氷の美女と冷血王子

「実は、私の父は会社を経営しているんです。見えないと思いますが、これでも社長令嬢です」
ちょっと恥ずかしそうに話し始めた一華ちゃん。

「へえー、知らなかった。でも、なんで営業にいるの?」

どう見ても、お嬢様にはかけ離れた部署だと思うけれど。

「父も母も兄も、みんな私が働くことに反対で、大学卒業の時にもめたんです。まともに就職試験を受けさせて、実力を評価してくれないなら、家を出てよその会社に入るって脅したんです」

「ふーん。

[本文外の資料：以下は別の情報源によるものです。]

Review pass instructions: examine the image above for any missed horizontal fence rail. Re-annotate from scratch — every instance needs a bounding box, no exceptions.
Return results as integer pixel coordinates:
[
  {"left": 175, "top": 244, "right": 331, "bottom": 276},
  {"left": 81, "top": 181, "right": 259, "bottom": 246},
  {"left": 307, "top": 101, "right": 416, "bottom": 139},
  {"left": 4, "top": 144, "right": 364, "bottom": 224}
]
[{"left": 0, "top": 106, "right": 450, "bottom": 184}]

でも、どうしてそこまでこだわるの?」

あまりちゃんと働いてきていない私にはわからない感覚なのかしら。

「まず、うちの母が世間知らずのお嬢様で、世界は家庭の中だけ。夫と子供命みたいな人なんです。とにかくこだわりが凄くて、食べるものはすべて手作り、買い与える物も一番いいもの。こっちの希望とか無視ですから」

「でも、それだけ家族を大事にしているって事でしょ?」
聞いているだけだといいお母さんだけれど。

「度が過ぎるんです。それで、反面父は仕事が忙しくて子供は放置で、一緒に出かけたこともありません」

「ふーん」
私は父がいないから、それはよくわからない。

「それでも、子供の頃は幸せだと思っていたんです。何不自由なく育ちましたから」

そうだろうな。
やっぱり、お金があって、ご両親がそろっているって幸せなことだもの。